Understanding extinction debts: spatio-temporal scales, mechanisms and a roadmap for future research
(2019)
Extinction debt refers to delayed species extinctions expected as a consequence of ecosystem perturbation. Quantifying such extinctions and investigating long‐term consequences of perturbations has proven challenging, because perturbations are not isolated and occur across various spatial and temporal scales, from local habitat losses to global warming. Additionally, the relative importance of eco‐evolutionary processes varies across scales, because levels of ecological organization, i.e. individuals, (meta)populations and (meta)communities, respond hierarchically to perturbations. To summarize our current knowledge of the scales and mechanisms influencing extinction debts, we reviewed recent empirical, theoretical and methodological studies addressing either the spatio–temporal scales of extinction debts or the eco‐evolutionary mechanisms delaying extinctions. Extinction debts were detected across a range of ecosystems and taxonomic groups, with estimates ranging from 9 to 90% of current species richness. The duration over which debts have been sustained varies from 5 to 570 yr, and projections of the total period required to settle a debt can extend to 1000 yr.

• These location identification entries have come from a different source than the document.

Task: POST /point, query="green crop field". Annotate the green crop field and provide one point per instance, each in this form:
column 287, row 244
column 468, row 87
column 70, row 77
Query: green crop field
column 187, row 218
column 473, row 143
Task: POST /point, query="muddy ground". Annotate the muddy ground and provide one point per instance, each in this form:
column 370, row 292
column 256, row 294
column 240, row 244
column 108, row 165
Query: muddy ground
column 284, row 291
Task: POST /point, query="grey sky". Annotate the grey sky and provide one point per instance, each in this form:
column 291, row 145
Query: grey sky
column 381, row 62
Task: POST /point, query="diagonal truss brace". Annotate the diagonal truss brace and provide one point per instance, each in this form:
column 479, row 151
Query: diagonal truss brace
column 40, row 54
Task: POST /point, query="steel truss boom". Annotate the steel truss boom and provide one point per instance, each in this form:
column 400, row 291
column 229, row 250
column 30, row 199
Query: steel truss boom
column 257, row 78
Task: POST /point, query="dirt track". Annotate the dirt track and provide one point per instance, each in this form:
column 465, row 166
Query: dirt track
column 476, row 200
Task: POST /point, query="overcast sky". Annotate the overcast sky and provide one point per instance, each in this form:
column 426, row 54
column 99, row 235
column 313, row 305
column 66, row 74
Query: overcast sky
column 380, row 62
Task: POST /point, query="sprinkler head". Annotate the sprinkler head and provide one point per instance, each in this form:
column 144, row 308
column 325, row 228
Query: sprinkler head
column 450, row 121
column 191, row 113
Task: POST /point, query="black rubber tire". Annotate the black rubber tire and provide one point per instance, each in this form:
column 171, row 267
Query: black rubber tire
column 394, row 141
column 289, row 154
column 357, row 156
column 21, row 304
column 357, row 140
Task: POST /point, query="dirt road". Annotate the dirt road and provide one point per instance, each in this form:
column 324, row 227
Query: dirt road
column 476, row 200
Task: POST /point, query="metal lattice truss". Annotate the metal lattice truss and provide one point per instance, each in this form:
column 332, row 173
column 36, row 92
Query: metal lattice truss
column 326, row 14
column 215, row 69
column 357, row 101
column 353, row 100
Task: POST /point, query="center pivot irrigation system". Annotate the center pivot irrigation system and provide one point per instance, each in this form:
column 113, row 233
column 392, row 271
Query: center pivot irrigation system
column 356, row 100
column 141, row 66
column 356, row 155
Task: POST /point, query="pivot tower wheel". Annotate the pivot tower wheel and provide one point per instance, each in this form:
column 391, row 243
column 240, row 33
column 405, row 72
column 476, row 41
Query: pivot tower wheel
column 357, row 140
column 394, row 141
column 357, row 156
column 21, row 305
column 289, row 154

Reported causes of delayed extinctions are 1) life‐history traits that prolong individual survival, and 2) population and metapopulation dynamics that maintain populations under deteriorated conditions. Other potential factors that may extend survival time such as microevolutionary dynamics, or delayed extinctions of interaction partners, have rarely been analyzed. Therefore, we propose a roadmap for future research with three key avenues: 1) the microevolutionary dynamics of extinction processes, 2) the disjunctive loss of interacting species and 3) the impact of multiple regimes of perturbation on the payment of debts. For their ability to integrate processes occurring at different levels of ecological organization, we highlight mechanistic simulation models as tools to address these knowledge gaps and to deepen our understanding of extinction dynamics.